Klauser, a 37-year-old transgender woman who identifies as queer, has struggled with gender dysphoria and suicidal thoughts, and faced everything from casual ignorance to outright aggression from acquaintances, strangers, and even family, throughout her life. Receiving gender-affirming care at Penn Medicine, including facial feminization surgery with plastic surgeon Jordan Swanson, earlier this year, has helped her finally feel like herself.
Swanson is one of nearly 100 providers affiliated with the Penn Medicine Program for LGBTQ+ Health, led by Kevin Kline, who was appointed as the program’s inaugural medical director in 2023.
Gender-affirming care encompasses a broad set of services that also includes holistic primary care, hormone therapy, family planning, mental health care, physical therapy, gender-affirming surgeries, and more.
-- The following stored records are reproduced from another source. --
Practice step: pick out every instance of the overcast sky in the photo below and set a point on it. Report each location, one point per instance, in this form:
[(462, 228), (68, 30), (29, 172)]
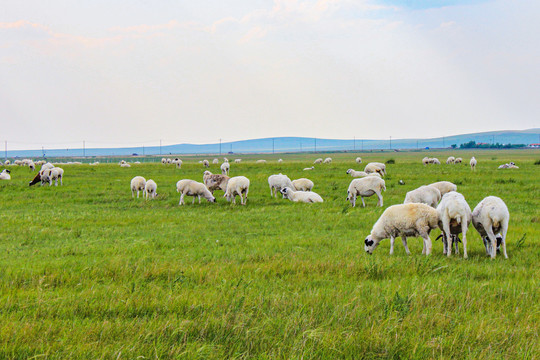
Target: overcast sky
[(118, 72)]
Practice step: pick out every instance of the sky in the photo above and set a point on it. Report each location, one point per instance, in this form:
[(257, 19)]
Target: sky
[(131, 73)]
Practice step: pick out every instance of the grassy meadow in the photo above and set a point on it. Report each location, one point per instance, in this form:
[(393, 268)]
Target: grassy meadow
[(86, 271)]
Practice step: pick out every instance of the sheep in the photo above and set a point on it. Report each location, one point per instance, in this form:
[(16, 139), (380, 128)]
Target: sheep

Gender-affirming care at Penn Medicine is based on a person’s unique goals and does not need to include hormones or surgery, although many people may want one or both at some point in their lives.
One of Swanson’s surgical specialties is a form of major plastic surgery that can change the way certain facial features look to appear more feminine.
“Facial feminization surgery is becoming more common as part of the comprehensive options to help individuals achieve their personal goals for gender-affirming care,” Swanson says. “I’ve seen the incredible impact it can have on patients’ overall well-being.”
“Between hormone therapy and the surgery I’ve had so far, I can say there’s this rebirth … I’m starting to do the things that I forgot that I liked, because I was so busy hating myself,” Klauser says. “My quality of life is already 90% better. I’m still [recovering from major surgery], but now I get up in the morning and I feel pretty normal, and I go to bed at night, I feel pretty normal … I can see a life in which being trans can fall into more of the background [as a piece of my everyday life] now.”